Centre for Complement and Inflammation Research, Division of Immunology and Inflammation, Department of Medicine, Imperial College London, London W12 0NN, United Kingdom;

Published: February 2016

The complement component C1q is known to play a controversial role in the pathogenesis of systemic lupus erythematosus, but the underlying mechanisms remain poorly understood.
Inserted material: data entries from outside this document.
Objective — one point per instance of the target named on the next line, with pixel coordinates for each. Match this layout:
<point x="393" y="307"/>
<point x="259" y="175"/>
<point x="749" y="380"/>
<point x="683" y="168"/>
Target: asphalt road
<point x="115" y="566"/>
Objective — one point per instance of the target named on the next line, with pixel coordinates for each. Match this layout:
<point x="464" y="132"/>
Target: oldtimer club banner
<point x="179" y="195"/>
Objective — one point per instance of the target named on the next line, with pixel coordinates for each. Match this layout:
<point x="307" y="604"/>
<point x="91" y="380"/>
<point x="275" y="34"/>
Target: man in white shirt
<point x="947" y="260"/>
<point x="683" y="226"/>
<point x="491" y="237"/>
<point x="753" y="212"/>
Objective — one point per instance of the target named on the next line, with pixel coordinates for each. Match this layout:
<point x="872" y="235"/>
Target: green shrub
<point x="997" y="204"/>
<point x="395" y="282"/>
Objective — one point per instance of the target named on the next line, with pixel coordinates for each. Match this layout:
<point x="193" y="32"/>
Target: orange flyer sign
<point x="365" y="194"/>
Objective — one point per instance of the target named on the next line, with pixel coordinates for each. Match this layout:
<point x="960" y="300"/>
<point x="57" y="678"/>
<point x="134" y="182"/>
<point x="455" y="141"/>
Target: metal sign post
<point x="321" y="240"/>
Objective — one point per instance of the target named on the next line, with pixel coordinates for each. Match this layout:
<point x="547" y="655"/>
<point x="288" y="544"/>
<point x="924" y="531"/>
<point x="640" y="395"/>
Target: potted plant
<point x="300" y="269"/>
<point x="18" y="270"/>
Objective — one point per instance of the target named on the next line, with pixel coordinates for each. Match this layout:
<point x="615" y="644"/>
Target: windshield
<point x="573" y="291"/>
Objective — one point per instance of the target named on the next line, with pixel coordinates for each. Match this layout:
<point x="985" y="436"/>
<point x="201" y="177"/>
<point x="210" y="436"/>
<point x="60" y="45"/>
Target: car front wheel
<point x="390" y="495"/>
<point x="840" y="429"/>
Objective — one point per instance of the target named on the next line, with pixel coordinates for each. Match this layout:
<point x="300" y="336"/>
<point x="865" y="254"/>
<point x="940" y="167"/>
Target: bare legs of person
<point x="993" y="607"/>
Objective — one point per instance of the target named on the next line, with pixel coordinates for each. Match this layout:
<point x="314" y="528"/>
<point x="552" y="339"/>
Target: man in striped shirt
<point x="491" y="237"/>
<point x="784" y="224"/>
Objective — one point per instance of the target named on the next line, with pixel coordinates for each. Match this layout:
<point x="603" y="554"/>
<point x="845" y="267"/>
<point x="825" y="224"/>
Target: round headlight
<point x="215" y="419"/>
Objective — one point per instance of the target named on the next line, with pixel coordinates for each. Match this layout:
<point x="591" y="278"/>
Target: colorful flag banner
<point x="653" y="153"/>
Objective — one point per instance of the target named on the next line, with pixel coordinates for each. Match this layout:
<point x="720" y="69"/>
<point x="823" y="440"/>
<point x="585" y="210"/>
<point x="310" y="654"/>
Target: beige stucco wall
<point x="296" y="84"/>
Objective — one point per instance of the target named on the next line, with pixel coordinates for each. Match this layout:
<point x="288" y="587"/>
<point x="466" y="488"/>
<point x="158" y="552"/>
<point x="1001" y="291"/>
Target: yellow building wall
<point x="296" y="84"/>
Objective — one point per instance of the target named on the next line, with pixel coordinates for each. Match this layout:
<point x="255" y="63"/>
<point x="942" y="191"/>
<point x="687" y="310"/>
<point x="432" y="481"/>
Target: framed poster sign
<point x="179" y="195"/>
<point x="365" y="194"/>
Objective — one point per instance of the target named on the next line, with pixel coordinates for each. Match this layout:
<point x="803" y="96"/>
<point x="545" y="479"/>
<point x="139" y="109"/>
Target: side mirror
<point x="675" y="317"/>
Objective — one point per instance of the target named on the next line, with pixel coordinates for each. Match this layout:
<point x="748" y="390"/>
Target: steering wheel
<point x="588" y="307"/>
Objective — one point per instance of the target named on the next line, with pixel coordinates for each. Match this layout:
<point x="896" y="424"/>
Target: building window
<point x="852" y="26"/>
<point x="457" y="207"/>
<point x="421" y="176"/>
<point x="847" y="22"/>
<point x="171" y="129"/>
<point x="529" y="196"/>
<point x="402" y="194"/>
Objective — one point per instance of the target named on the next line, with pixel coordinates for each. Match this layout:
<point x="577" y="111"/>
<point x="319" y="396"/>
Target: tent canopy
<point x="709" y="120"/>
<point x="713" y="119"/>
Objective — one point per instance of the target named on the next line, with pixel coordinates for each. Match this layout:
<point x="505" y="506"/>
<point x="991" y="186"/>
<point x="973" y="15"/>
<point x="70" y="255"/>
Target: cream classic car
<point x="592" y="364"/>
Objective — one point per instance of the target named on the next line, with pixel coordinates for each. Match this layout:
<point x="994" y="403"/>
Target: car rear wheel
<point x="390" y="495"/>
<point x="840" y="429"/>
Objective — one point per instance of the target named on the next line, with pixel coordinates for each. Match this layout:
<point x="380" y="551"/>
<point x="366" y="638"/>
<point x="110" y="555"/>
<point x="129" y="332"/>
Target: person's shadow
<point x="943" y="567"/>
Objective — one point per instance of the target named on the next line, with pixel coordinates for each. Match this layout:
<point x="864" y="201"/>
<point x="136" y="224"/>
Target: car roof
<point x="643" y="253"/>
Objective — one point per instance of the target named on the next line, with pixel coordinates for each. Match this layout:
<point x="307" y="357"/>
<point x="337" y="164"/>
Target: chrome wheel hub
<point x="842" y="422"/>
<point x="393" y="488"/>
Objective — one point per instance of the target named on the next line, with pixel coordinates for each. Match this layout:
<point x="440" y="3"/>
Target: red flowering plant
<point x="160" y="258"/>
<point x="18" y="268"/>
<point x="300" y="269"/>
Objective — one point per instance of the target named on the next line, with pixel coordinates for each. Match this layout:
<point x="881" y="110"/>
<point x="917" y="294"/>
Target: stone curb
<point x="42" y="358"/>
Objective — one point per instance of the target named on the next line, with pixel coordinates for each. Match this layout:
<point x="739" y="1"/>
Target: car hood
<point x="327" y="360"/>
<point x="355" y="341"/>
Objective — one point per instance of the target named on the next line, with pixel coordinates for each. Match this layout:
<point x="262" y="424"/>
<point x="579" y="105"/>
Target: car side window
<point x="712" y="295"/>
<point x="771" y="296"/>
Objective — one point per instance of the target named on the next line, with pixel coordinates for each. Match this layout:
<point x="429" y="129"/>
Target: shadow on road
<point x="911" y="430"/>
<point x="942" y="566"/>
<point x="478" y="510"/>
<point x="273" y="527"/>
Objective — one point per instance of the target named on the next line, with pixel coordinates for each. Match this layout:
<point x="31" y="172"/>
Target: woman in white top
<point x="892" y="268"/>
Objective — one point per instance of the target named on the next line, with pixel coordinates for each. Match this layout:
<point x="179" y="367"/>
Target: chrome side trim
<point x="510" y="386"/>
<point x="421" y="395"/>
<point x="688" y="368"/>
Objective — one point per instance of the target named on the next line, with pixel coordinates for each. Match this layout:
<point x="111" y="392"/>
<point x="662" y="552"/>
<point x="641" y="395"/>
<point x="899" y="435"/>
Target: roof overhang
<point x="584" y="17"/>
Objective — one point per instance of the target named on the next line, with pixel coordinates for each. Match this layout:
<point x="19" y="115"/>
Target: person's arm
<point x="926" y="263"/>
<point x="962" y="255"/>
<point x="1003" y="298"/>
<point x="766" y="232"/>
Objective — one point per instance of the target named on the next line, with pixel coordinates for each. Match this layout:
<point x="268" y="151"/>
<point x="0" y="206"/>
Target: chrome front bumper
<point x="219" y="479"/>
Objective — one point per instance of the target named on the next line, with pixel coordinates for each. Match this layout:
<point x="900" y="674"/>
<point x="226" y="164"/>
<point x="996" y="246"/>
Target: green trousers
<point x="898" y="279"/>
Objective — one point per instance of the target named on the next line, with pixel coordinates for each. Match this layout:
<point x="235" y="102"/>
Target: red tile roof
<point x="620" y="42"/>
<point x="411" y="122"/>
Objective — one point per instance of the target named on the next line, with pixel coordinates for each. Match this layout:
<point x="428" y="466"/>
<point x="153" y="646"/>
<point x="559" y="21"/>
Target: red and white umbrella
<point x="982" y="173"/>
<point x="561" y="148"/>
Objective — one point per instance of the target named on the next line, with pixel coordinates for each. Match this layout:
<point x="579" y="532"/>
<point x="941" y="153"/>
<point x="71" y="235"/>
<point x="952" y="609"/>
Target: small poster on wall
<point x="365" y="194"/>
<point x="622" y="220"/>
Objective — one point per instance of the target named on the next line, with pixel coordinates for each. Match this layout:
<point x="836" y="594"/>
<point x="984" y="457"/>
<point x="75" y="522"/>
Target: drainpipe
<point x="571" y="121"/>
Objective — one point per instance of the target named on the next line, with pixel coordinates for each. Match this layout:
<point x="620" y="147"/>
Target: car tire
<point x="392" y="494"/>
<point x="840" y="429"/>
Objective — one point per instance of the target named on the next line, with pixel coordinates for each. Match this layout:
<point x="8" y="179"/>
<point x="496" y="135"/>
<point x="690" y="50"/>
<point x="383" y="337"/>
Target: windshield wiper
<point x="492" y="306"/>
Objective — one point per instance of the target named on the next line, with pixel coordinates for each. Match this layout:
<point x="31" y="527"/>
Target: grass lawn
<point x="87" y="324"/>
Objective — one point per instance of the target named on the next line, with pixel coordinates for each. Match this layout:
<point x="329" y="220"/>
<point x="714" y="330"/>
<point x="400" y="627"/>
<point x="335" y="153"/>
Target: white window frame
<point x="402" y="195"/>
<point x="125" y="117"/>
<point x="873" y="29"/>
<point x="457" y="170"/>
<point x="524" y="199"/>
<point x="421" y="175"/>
Intraperitoneal injection of pristane induces a lupus-like syndrome whose pathogenesis implicates the secretion of type I IFN by CD11b(+) Ly6C(high) inflammatory monocytes in a TLR7-dependent fashion. C1q was also shown to influence the secretion of IFN-α. In this study, we explored whether C1q deficiency could affect pristane-induced lupus. Surprisingly, C1qa(-/-) mice developed lower titers of circulating Abs and milder arthritis compared with the controls. In keeping with the clinical scores, 2 wk after pristane injection the peritoneal recruitment of CD11b(+) Ly6C(high) inflammatory monocytes in C1qa(-/-) mice was impaired. Furthermore, C1q-deficient pristane-primed resident peritoneal macrophages secreted significantly less CCL3, CCL2, CXCL1, and IL-6 when stimulated in vitro with TLR7 ligand. Replenishing C1q in vivo during the pristane-priming phase rectified this defect. Conversely, pristane-primed macrophages from C3-deficient mice did not show impaired cytokine production. These findings demonstrate that C1q deficiency impairs the TLR7-dependent chemokine production by pristane-primed peritoneal macrophages and suggest that C1q, and not C3, is involved in the handling of pristane by phagocytic cells, which is required to trigger disease in this model.